2 職場の習慣は仕事を始めないと分からない

「あのー、すいません、何かご用ですか……?」


 レヴィの椅子に座ってクルクルと回っている白い制服の男がいる。


 オールバックにしたロマンスグレーの髪。瞳は理知的だが、エイダにはそれが無駄遣いに思える。

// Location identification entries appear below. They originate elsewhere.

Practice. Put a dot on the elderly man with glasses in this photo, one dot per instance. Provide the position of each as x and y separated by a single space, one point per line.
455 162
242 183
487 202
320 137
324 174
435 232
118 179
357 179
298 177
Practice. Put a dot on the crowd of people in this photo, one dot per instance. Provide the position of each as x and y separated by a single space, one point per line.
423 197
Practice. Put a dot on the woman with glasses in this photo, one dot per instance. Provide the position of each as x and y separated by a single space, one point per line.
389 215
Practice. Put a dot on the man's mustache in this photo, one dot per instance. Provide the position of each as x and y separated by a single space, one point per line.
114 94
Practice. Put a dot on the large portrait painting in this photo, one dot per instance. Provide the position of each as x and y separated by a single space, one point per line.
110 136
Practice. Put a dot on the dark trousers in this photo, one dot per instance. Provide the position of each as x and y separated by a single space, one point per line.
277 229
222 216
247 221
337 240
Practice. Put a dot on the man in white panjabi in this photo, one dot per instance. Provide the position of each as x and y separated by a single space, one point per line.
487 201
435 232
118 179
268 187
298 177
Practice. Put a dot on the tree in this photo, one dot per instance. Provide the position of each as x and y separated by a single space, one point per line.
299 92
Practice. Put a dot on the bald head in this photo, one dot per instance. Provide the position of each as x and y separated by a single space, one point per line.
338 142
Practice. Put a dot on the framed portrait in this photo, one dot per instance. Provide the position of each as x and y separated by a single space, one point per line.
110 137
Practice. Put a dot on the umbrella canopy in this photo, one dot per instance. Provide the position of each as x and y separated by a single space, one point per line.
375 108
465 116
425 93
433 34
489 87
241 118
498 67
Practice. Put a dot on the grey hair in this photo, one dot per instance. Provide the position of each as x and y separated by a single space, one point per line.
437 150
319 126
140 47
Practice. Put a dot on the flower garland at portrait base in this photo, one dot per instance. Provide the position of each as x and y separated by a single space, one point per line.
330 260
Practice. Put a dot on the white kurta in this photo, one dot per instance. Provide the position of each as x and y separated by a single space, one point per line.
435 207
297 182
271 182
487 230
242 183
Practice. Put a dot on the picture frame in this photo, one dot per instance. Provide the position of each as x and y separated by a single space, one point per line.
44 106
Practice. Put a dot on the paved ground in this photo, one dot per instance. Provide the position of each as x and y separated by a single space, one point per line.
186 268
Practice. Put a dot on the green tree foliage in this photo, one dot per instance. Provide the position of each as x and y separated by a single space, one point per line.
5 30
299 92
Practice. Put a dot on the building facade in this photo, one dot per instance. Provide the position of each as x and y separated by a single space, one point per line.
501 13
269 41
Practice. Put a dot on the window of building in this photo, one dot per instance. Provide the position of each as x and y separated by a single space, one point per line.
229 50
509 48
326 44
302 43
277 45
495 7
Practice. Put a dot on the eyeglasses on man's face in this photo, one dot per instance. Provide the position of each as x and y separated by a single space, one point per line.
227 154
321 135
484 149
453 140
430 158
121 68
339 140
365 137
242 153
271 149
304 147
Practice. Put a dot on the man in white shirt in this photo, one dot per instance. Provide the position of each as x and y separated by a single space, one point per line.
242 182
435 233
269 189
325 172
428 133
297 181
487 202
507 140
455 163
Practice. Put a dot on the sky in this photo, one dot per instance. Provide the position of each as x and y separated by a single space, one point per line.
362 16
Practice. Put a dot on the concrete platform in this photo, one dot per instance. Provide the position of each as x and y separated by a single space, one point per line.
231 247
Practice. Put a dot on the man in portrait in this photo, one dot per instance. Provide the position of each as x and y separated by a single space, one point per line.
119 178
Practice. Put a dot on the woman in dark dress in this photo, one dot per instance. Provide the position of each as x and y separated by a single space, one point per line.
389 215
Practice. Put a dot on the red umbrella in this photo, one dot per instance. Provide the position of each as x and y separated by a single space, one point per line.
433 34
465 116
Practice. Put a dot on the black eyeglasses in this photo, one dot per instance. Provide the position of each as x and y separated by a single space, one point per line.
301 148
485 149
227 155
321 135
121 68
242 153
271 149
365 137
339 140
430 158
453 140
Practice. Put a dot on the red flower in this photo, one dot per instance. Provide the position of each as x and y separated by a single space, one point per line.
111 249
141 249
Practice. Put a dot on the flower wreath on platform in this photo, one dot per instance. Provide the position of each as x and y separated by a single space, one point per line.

 世界評定部局のラダアト・リシュロット第一評定官だ。協会の中でもかなりのお偉方がついさきほどフラッと現れてレヴィのデスクを占領した。


「あの……、リシュロットさん?」


「ぼくの部屋の椅子はさクルクルしないんだよ、エイダちゃん」


(いきなり何を言い出すんだ、このおっさんは……)


「だから、こっそりとここに来ては椅子をクルクルしてるってわけなんだよ」


 沈黙が訪れる。


「……ええと、なんでですか?」


 リシュロットは真上を向いて胸を前に突き出すポーズを椅子の上で取ると、思い切り床を蹴って椅子を回転させた。あまりにも勢いがついたせいで遠心力で彼の身体が床に投げ出される。


「いでっ!!」


 大の大人が床の上で転がるのをエイダは静かに見つめていた。


「飴ちゃんあげるから、今のは見なかったことにしてくれな、エイダちゃん」


「喋っても私が頭おかしいと思われるので誰にも喋りません。あと、飴ちゃん要りません」


「飴ちゃんって言っても製菓ギルドシュラヴスの群青糖の飴だよ。見た目も綺麗で高級なんだぜ。ホントに要らないの? なっ? もらっといて損はないぞ」


(なんで私のまわりには頭のおかしい人たちしかいないんだ……)


「それで、第一評定官がなぜレヴィさんの執務室に?」


 目の前で腰をさすりながら椅子に座り直すリシュロットに自身の職務を自覚させるようにエイダが言うと、彼は頭を掻きながら応える。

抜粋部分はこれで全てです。